For Dallas News Guild members, strong families make strong journalists
We need solid paid family and parental leave to help recruit and retain top talent
When Dallas Morning News aviation writer Kyle Arnold’s daughter was born 11 years ago, he was working at a smaller paper and was able to take just one day off.
“I missed out on some of the most important days of her young life because a lack of vacation time left me scared of taking time off in case I needed it later for emergency or sickness,” he said.
“Fast forward a decade and the professional world has learned that parental leave is a competitive advantage, not only as an employee perk, but as a way to give journalists, especially women, a way to maintain their career tracks and start families."
Paid family and parental leave time at full pay is a key recruitment and retention tool to attract the best journalists to Al Día Dallas and The Dallas Morning News. That’s why the Dallas News Guild is kicking off its 2021 contract campaign with a focus on the family.
Journalists at Al Día and The News receive just eight weeks of paid maternity leave, four weeks of paternity leave and no paid family leave for adult caregivers.
We want to see a more inclusive, expanded policy that affords parents more time with their new babies, as well as paid leave for members who care for aging or sick relatives.
“Women starting their families are also in critical years of their career,” said Sue Ambrose, an investigative reporter at The News. “As a mother of two young adults, I know how hard a baby's first few months are for the parents. A strong — and guaranteed — family leave policy will help retain talented journalists.”
Investing in strong families is investing in a stronger company, said Michael Hamtil, a photo editor at The News and a father.
“Parental leave is crucial to help employees return ready to work in what can be an exhausting time,” he said. “Strong family leave policies help us retain highly skilled journalists — and weak ones fuel their desire to seek better options. Now is the time to make our leave more competitive.”
We believe that strong families help foster strong journalism. A 2015 University of Kansas study found that "female journalists are experiencing more job burnout and more intend to leave the field or are uncertain about their futures than their male counterparts.”
The women cite “a feeling of less support from their organizations. Their dissatisfaction with the field was, in part, attributed to women’s desires to balance work with family responsibilities,” according to a Nieman Reports article about the study.
At Al Día Dallas and The News, all too often, workers have had to use vacation time or short-term disability to augment time off for the nurturing and care of loved ones, be they young children or elderly or ailing parents.
We recognize that a 21st-century workplace requires the type of flexibility that is needed for both employers and employees to achieve a necessary work-life balance.
Then a news reporter, editorial writer Julieta Chiquillo said she left The News nearly two years ago because she worried about balancing a fast-paced, demanding job with life as a new mom.
She said she was treated graciously during her maternity leave, but ultimately left The News to pursue an opportunity that would offer a more flexible work schedule.
“My heart never left the paper, however, which is why I am so grateful that The Dallas Morning News hired me back in a new role,” she said. “A company that embraces parents and gives them the flexibility to juggle their journalism careers and their evolving family responsibilities makes it easier for young journalists to picture a future at the paper.”
Over the past two years, The News has lost more than 100 journalists. Among those departures were people who found better jobs or left for the security of improved benefits and pay. Among our current members, some tell us they wish to start families but are delaying because they can’t afford to do so.

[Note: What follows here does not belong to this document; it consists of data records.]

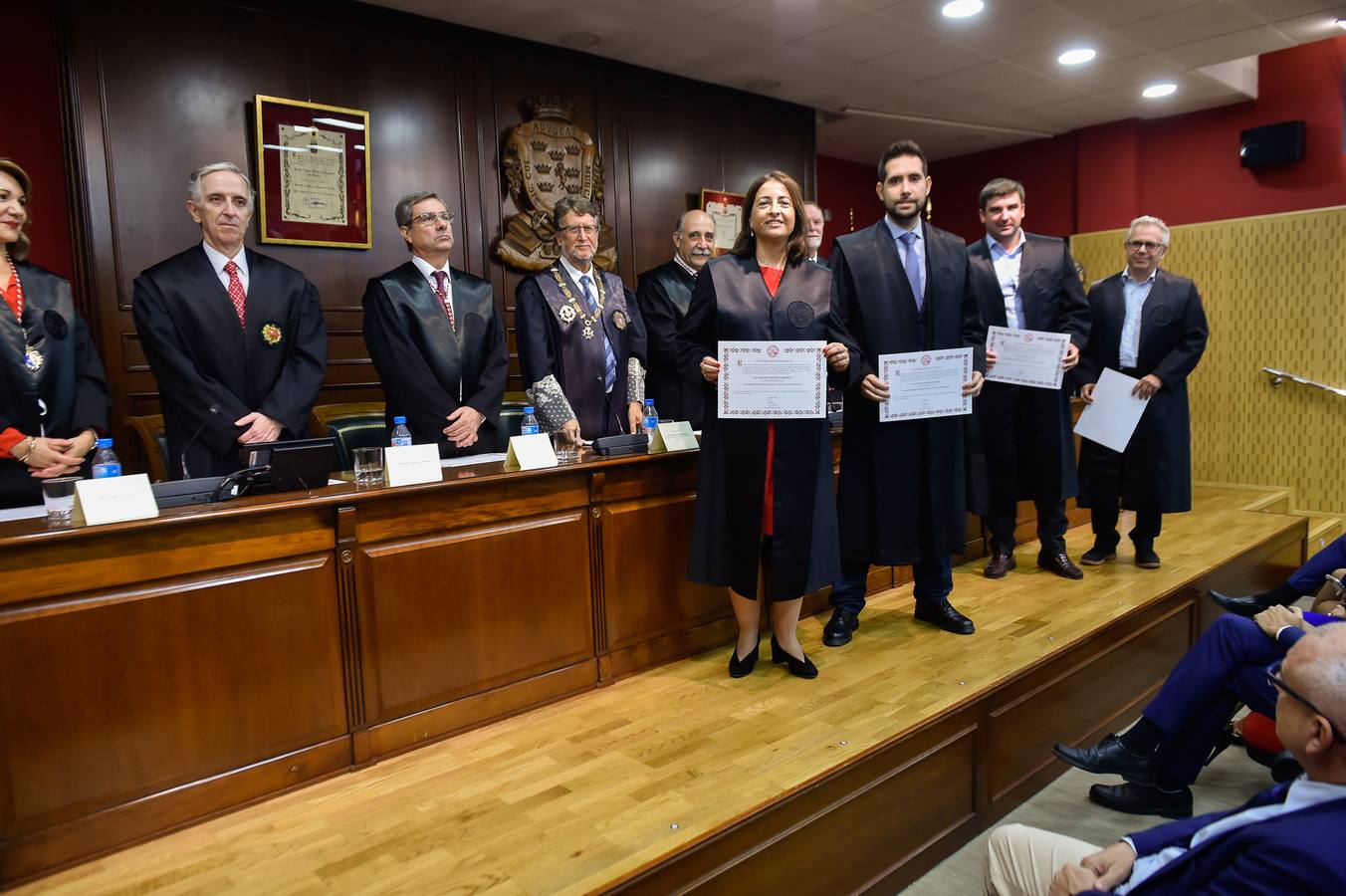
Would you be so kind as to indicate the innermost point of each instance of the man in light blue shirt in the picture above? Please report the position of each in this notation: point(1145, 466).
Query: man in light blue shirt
point(1027, 282)
point(1148, 325)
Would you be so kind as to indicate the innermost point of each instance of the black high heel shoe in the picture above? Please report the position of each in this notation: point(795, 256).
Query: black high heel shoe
point(741, 667)
point(801, 667)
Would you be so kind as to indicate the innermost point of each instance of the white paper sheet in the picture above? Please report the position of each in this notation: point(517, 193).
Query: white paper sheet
point(925, 383)
point(1112, 417)
point(471, 460)
point(23, 513)
point(1027, 356)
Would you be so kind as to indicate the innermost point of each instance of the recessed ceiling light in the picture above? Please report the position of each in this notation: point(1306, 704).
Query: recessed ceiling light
point(963, 8)
point(1077, 57)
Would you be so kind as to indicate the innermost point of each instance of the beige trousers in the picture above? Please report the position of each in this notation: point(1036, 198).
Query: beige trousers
point(1020, 860)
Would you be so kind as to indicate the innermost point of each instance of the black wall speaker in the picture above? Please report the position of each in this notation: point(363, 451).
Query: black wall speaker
point(1270, 144)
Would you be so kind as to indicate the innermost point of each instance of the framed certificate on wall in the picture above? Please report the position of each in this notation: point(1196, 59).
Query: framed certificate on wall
point(313, 174)
point(726, 210)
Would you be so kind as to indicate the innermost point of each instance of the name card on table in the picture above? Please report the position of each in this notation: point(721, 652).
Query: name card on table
point(673, 436)
point(411, 464)
point(113, 500)
point(531, 452)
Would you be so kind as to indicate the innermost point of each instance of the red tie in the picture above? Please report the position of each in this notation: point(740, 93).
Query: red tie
point(236, 291)
point(440, 279)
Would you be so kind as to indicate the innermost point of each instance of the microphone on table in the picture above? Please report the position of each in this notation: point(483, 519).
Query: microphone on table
point(210, 412)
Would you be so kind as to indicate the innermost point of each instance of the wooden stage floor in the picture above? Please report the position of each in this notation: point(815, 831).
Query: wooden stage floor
point(595, 789)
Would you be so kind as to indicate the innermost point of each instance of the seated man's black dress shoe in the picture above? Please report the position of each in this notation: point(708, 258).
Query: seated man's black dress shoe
point(941, 612)
point(1108, 758)
point(837, 631)
point(1143, 799)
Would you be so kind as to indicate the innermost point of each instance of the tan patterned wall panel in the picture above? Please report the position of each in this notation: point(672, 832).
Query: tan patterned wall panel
point(1275, 295)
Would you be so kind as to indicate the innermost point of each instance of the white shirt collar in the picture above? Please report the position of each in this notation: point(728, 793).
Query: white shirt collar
point(1125, 276)
point(684, 265)
point(218, 260)
point(994, 245)
point(574, 272)
point(897, 230)
point(428, 269)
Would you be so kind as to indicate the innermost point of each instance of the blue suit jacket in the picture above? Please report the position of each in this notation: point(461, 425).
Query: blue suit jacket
point(1293, 853)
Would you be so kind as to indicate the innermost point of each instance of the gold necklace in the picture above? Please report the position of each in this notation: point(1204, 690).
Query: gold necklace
point(33, 358)
point(577, 311)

But there are promising signs that employers are getting the message. Federal workers are now eligible for 12 weeks of paid leave to care for a new child, thanks to a bill signed into law in 2019.
And we’ve seen leaders in our own industry embrace the importance of paid family and parental leave, including the nonprofit newsroom The 19th, which offers six months of paid parental leave. The COVID-19 pandemic has only shined a harsher light on the need for stronger family leave policies.
The Dallas News Guild is working to build a contract that will improve our workers' lives and protect our paper's future. At the bargaining table, we will push for increased paid family leave for the benefit of all.
Strong families make strong journalists.